Wireless carriers are coming under increasing fire for failing to protect their users from the practice of SIM hijacking. The practice involves posing as a wireless customer, then fooling a wireless carrier to port the victim's cell phone number right out from underneath them, letting the attacker then pose as the customer to potentially devastating effect. Back in February, a man sued T-Mobile for failing to protect his account after a hacker pretending to be him, ported out his phone number, then managed to use his identity to steal thousands of dollars worth of cryptocoins.
It didn't take long for numerous customers to complain they were the victim of the same scam, and for T-Mobile to send out a warning to users encouring them to add a few layers of additional security to their account.
But the problem appears to be even worse than originally believed. A new report takes a closer look at the problem, exploring how identity thieves use SIM hijacking to do everything from cleaning out bank accounts, to stealing valuable Instagram usernames and selling them for Bitcoin. The process isn't particularly complicated, and more often than not involves the social engineering of a cellular carrier's support employees. The entire process tap dances around protections like two-factor authentication, and highlights the peril of relying too heavily on a single cell phone number for identity verification in apps and other services.
Carriers, for their part, don't much like to publicly talk about the problem. In part because it's occasionally their employees that are helping to facilitate the scams for a little extra cash:
"Thug and Ace explained that many hackers now recruit customer support or store employees who work at T-Mobile and other carriers and bribe them $80 or $100 to perform a SIM swap on their target. Thug claimed they got access to the T-Mobile tool by bribing an insider, but Motherboard could not verify this claim. T-Mobile declined to answer questions on whether the company had any evidence of insiders being involved in SIM swap scams."
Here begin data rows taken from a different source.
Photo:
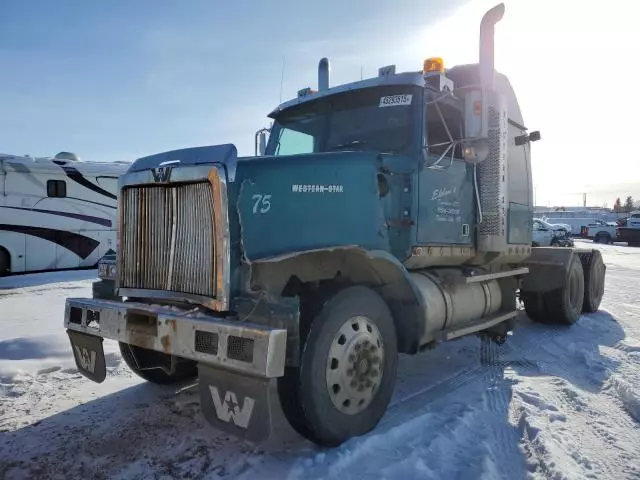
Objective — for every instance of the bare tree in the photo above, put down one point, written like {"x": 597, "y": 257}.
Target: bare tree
{"x": 628, "y": 204}
{"x": 617, "y": 206}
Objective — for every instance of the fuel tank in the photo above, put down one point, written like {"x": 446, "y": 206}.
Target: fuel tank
{"x": 449, "y": 301}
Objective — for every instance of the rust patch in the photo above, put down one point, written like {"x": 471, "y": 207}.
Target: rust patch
{"x": 172, "y": 323}
{"x": 141, "y": 340}
{"x": 165, "y": 340}
{"x": 220, "y": 235}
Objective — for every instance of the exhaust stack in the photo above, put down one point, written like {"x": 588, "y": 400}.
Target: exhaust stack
{"x": 487, "y": 25}
{"x": 323, "y": 74}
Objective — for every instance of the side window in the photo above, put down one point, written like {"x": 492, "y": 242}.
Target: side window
{"x": 56, "y": 188}
{"x": 292, "y": 142}
{"x": 444, "y": 125}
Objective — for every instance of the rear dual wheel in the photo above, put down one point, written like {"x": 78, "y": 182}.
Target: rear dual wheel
{"x": 347, "y": 369}
{"x": 582, "y": 292}
{"x": 561, "y": 306}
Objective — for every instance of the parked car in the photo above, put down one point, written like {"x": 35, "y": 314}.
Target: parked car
{"x": 546, "y": 234}
{"x": 555, "y": 225}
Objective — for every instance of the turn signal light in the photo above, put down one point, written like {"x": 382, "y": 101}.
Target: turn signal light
{"x": 433, "y": 64}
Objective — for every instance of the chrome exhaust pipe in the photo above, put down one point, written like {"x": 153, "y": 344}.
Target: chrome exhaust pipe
{"x": 486, "y": 59}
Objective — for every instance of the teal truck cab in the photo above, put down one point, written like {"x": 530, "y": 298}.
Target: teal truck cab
{"x": 380, "y": 217}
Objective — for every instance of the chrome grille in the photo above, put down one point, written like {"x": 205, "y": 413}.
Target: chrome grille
{"x": 489, "y": 173}
{"x": 168, "y": 238}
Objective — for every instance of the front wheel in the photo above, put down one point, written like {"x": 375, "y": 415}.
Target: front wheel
{"x": 347, "y": 369}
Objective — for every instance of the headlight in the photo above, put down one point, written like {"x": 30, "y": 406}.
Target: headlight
{"x": 107, "y": 270}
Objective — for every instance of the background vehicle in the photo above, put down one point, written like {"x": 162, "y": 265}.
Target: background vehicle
{"x": 546, "y": 235}
{"x": 557, "y": 226}
{"x": 387, "y": 215}
{"x": 600, "y": 231}
{"x": 56, "y": 213}
{"x": 631, "y": 232}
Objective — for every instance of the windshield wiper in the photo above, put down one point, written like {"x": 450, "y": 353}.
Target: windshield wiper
{"x": 354, "y": 143}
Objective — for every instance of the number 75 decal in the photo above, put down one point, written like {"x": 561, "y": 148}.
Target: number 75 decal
{"x": 261, "y": 203}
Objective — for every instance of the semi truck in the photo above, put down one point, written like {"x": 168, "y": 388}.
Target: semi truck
{"x": 376, "y": 218}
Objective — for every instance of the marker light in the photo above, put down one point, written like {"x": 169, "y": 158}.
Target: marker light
{"x": 306, "y": 91}
{"x": 433, "y": 64}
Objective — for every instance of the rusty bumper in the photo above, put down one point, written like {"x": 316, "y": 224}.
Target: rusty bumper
{"x": 219, "y": 342}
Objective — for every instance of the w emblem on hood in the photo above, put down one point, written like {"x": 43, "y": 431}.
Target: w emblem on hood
{"x": 161, "y": 174}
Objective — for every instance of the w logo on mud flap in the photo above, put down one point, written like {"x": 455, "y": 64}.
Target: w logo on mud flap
{"x": 229, "y": 408}
{"x": 86, "y": 359}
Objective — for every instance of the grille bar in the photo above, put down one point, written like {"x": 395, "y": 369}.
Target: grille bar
{"x": 168, "y": 238}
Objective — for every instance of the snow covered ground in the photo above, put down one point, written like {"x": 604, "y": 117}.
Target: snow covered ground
{"x": 552, "y": 402}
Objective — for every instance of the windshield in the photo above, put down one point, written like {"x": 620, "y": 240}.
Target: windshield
{"x": 378, "y": 118}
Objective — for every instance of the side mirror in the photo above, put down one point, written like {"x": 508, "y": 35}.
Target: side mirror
{"x": 261, "y": 141}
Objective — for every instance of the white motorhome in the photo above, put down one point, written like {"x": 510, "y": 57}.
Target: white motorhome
{"x": 56, "y": 213}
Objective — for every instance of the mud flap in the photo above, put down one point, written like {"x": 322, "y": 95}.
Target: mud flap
{"x": 237, "y": 404}
{"x": 89, "y": 355}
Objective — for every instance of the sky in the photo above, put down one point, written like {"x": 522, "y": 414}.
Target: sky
{"x": 119, "y": 80}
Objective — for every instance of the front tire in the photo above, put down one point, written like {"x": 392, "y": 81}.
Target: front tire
{"x": 594, "y": 273}
{"x": 347, "y": 369}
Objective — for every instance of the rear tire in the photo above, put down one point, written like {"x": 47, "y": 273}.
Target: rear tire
{"x": 139, "y": 359}
{"x": 534, "y": 306}
{"x": 347, "y": 369}
{"x": 5, "y": 262}
{"x": 594, "y": 273}
{"x": 564, "y": 305}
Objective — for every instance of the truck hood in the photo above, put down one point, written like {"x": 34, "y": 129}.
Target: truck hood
{"x": 225, "y": 154}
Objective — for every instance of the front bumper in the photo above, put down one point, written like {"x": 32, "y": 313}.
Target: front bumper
{"x": 215, "y": 341}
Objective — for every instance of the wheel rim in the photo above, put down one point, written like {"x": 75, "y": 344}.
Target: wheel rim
{"x": 354, "y": 365}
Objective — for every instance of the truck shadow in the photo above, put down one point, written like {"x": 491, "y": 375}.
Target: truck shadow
{"x": 450, "y": 414}
{"x": 44, "y": 278}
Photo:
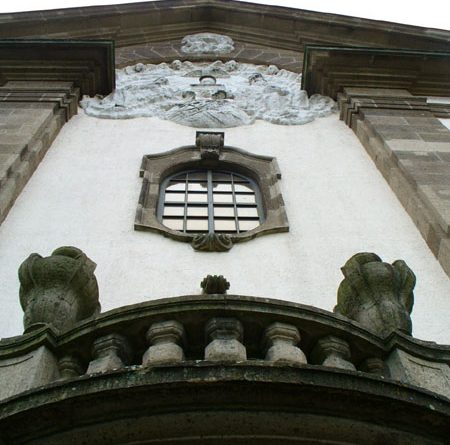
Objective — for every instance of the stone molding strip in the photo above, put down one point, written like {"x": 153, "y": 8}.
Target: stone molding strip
{"x": 284, "y": 28}
{"x": 89, "y": 65}
{"x": 247, "y": 403}
{"x": 411, "y": 148}
{"x": 32, "y": 114}
{"x": 225, "y": 328}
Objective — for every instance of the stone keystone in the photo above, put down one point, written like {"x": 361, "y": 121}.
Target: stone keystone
{"x": 377, "y": 295}
{"x": 226, "y": 336}
{"x": 281, "y": 342}
{"x": 58, "y": 290}
{"x": 164, "y": 338}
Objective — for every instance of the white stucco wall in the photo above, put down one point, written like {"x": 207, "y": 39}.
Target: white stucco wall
{"x": 86, "y": 189}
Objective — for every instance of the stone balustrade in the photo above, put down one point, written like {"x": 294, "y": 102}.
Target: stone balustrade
{"x": 217, "y": 330}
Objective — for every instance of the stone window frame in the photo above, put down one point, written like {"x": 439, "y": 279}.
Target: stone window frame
{"x": 263, "y": 170}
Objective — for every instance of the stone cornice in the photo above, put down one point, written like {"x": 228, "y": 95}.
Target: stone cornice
{"x": 89, "y": 65}
{"x": 328, "y": 70}
{"x": 171, "y": 402}
{"x": 195, "y": 310}
{"x": 278, "y": 27}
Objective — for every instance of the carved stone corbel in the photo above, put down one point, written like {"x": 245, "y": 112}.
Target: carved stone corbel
{"x": 377, "y": 295}
{"x": 58, "y": 290}
{"x": 210, "y": 144}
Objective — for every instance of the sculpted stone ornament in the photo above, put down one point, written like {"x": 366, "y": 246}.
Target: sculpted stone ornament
{"x": 377, "y": 295}
{"x": 58, "y": 290}
{"x": 207, "y": 43}
{"x": 210, "y": 95}
{"x": 212, "y": 242}
{"x": 210, "y": 144}
{"x": 215, "y": 284}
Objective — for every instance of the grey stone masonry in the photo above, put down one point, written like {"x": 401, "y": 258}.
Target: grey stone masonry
{"x": 411, "y": 148}
{"x": 31, "y": 115}
{"x": 22, "y": 372}
{"x": 416, "y": 371}
{"x": 164, "y": 337}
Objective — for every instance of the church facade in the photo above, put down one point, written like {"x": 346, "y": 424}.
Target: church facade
{"x": 230, "y": 224}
Quite often, those cellular carrier employees are more than happy to provide hackers with direct access to cellular carrier support systems:
"(One hacker) said they do SIM swaps by using an internal T-Mobile tool to look up subscribers’ data. During our chat, the hacker showed me a screenshot of them browsing the tool. I gave (the hacker) my phone number as a test, and the hacker sent back a screenshot that contained my home address, IMSI number (a standardized unique number that identifies subscribers), and other theoretically secret account information. Thug even saw the special instructions that I gave T-Mobile to protect my account.
As is their usual MO, wireless carriers don't much want to have a serious conversation about the problem, and often insist that it's only impacting a few, rare accounts (in stark contrast to the laundry list of increasing complaints seen over the last few years):
"Motherboard reached out to AT&T, Verizon, Sprint, and T-Mobile—the big four US cell phone providers—requesting data on the prevalence of SIM swapping. None of them agreed to provide such information. An AT&T spokesperson said this kind of fraud “affects a small number of our customers and this is rare for us,” but did not respond when asked to clarify what “small number” means.
There's some steps users can take, including changing passwords frequently. T-Mobile users can also, for example, call 611 from your cellphone (or 1-800-937-8997), then tell a support staffer that you want to create a “port validation” passcode. Still, like the SS7 exploit that has been in the wild for years, it's pretty clear that wireless carriers might want to spend a little less time on mindless mergers and consolidation, killing net neutrality, and jacking up prices, and a little more time protecting their customers from security threats.